Xiaolong Ye reported the following failure on Broadwell D server:
EDAC sbridge: Some needed devices are missing
EDAC MC: Removed device 0 for sbridge_edac.c Broadwell SrcID#0_Ha#0: DEV 0000:ff:12.0
EDAC sbridge: Couldn't find mci handler
EDAC sbridge: Failed to register device with error -19.
Broadwell D (only IMC0 per socket) and Broadwell X (IMC0 and IMC1 per
socket) use the same PCI device IDs for IMC0 per socket, then they
share pci_dev_descr_broadwell_table (n_imcs_per_sock=2).
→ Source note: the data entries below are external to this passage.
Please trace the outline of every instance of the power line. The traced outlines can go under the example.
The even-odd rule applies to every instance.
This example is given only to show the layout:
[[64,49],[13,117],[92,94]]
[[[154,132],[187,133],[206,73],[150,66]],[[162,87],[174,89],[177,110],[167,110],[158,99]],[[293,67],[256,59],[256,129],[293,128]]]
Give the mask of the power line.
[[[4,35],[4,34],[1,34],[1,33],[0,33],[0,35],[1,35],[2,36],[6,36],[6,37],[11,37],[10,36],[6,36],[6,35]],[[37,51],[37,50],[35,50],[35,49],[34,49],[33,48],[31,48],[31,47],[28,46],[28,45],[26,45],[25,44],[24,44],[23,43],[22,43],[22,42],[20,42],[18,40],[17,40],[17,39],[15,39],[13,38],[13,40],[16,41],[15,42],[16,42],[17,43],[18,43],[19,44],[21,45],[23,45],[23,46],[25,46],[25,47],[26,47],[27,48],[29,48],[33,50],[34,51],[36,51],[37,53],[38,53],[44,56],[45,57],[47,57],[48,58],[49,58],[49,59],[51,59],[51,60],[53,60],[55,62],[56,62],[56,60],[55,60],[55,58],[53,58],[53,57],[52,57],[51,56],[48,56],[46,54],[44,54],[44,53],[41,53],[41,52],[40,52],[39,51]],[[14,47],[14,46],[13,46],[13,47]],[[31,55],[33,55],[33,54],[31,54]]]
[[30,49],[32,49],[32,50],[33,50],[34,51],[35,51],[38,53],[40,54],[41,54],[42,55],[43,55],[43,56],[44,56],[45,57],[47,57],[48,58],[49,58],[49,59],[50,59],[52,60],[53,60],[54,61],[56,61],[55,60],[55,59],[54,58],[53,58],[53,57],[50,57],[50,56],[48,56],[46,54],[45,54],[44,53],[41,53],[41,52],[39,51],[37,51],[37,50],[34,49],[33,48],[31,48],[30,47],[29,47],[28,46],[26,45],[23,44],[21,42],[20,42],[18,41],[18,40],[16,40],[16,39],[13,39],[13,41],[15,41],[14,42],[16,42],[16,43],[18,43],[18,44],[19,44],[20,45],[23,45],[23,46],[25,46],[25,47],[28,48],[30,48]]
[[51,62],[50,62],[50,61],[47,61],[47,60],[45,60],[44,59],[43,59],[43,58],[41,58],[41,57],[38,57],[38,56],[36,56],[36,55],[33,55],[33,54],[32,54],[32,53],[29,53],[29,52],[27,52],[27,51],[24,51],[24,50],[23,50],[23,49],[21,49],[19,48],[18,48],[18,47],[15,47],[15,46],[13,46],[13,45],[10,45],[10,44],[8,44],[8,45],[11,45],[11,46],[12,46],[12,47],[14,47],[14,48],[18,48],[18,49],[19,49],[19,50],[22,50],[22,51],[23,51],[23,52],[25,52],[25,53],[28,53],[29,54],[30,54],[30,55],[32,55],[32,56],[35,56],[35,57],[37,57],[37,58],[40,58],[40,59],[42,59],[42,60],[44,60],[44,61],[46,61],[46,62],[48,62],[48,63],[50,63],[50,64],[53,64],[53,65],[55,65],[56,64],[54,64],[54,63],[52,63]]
In this case,
Broadwell D wrongly creates the nonexistent SOCK EDAC memory controller
and reports above error messages, since it has no IMC1 per socket.
Avoid creating the nonexistent SOCK memory controller.
Reported-and-tested-by: Xiaolong Ye <xiaolong.ye@intel.com>
Signed-off-by: Qiuxu Zhuo <qiuxu.zhuo@intel.com>
Cc: Tony Luck <tony.luck@intel.com>
Cc: linux-edac <linux-edac@vger.kernel.org>
Link: http://lkml.kernel.org/r/20170608113351.25323-1-qiuxu.zhuo@intel.com
[ Massage. ]
Signed-off-by: Borislav Petkov <bp@suse.de>
next_imc:
sbridge_dev = get_sbridge_dev(bus, dev_descr->dom, multi_bus, sbridge_dev);
if (!sbridge_dev) {
+
+ if (dev_descr->dom == SOCK)
+ goto out_imc;
+
sbridge_dev = alloc_sbridge_dev(bus, dev_descr->dom, table);
if (!sbridge_dev) {
pci_dev_put(pdev);
if (dev_descr->dom == SOCK && i < table->n_imcs_per_sock)
goto next_imc;
+out_imc:
/* Be sure that the device is enabled */
if (unlikely(pci_enable_device(pdev) < 0)) {
sbridge_printk(KERN_ERR,